Navigating the various approaches to speech will require different solutions, said Kevin Martin, Facebook’s head of lobbying in the United States.
“Mark and Facebook recognize, and support, and are strong defenders of the First Amendment,” Mr. Martin said. That nuance was lost because the opinion piece, which ran in The Washington Post, The Independent in Britain and elsewhere, was written to speak to a global audience, he said.
Tech companies, as private businesses, have the right to choose what speech exists on their sites, much as a newspaper can pick which letters to the editor to publish.
Their online sites do already pull some content for breaking their rules. Facebook and Google have tens of thousands of content moderators to root out hate speech and false information on their sites, for example. The companies also use artificial intelligence and machine learning technology to identify content that violates their terms of service.
But many recent events, like the mosque shootings in New Zealand, show the limits of those resources and tools, and have led to more demands for regulation. A live video by a gunman in the New Zealand massacre was viewed 4,000 times before Facebook was notified.
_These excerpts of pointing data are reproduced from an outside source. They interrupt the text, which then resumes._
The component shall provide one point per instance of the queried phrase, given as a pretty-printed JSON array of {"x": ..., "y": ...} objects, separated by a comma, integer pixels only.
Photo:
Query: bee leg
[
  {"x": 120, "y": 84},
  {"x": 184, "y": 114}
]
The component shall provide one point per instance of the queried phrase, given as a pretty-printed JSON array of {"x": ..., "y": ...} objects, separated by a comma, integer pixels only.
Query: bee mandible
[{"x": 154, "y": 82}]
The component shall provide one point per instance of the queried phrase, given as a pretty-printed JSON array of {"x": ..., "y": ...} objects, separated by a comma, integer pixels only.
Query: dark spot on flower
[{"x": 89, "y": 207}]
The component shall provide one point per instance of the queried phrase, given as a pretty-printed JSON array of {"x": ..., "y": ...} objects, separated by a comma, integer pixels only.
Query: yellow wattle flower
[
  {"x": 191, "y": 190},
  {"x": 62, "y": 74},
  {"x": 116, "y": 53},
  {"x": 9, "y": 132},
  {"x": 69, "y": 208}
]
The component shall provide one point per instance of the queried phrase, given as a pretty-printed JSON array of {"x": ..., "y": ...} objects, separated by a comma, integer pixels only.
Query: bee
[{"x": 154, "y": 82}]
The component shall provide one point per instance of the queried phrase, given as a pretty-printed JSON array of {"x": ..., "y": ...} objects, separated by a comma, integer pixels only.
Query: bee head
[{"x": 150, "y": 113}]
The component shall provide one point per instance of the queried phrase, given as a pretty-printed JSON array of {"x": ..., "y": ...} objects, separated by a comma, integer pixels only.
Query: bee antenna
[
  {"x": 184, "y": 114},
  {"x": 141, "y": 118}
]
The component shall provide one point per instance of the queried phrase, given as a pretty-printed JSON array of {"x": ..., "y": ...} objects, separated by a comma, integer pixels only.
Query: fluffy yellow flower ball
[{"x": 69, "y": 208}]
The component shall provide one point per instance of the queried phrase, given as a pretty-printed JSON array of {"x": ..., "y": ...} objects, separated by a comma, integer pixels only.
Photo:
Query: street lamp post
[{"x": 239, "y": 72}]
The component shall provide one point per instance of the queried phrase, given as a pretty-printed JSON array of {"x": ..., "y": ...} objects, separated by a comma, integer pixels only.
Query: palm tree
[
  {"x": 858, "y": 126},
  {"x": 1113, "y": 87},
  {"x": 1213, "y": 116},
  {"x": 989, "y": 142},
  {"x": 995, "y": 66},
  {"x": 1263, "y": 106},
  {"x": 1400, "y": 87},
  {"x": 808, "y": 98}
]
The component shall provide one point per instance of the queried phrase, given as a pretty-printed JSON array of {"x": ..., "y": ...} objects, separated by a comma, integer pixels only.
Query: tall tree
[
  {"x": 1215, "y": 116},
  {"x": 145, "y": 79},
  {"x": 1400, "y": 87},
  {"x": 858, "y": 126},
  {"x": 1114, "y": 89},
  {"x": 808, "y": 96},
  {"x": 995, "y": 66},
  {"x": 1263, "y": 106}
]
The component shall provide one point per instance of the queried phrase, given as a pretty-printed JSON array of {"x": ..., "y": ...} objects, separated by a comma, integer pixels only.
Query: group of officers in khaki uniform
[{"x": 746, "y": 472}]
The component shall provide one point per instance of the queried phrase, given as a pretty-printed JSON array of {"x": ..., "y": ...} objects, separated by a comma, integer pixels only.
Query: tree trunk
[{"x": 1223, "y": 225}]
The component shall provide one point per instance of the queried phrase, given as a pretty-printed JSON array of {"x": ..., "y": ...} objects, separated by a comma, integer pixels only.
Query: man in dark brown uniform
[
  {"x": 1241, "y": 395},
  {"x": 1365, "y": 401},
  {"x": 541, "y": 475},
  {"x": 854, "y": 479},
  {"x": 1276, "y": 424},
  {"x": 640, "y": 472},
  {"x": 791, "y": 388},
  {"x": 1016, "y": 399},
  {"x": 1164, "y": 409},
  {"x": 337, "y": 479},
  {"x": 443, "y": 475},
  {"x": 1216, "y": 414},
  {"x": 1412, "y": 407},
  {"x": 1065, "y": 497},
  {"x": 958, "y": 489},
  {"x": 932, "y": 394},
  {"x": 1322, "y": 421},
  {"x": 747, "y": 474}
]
By then, copies of the video had been uploaded on several sites like 8Chan, and Facebook struggled to take down slightly altered versions.
“For the first time, I’m seeing the left and right agree that something has gotten out of control, and there is a lot of consensus on the harms created by fake news, terrorist content and election interference,” said Nicole Wong, deputy chief technology officer for the Obama administration.
Getting consensus on basic definitions of what constitutes harmful content, though, has been difficult. And American lawmakers have been little help.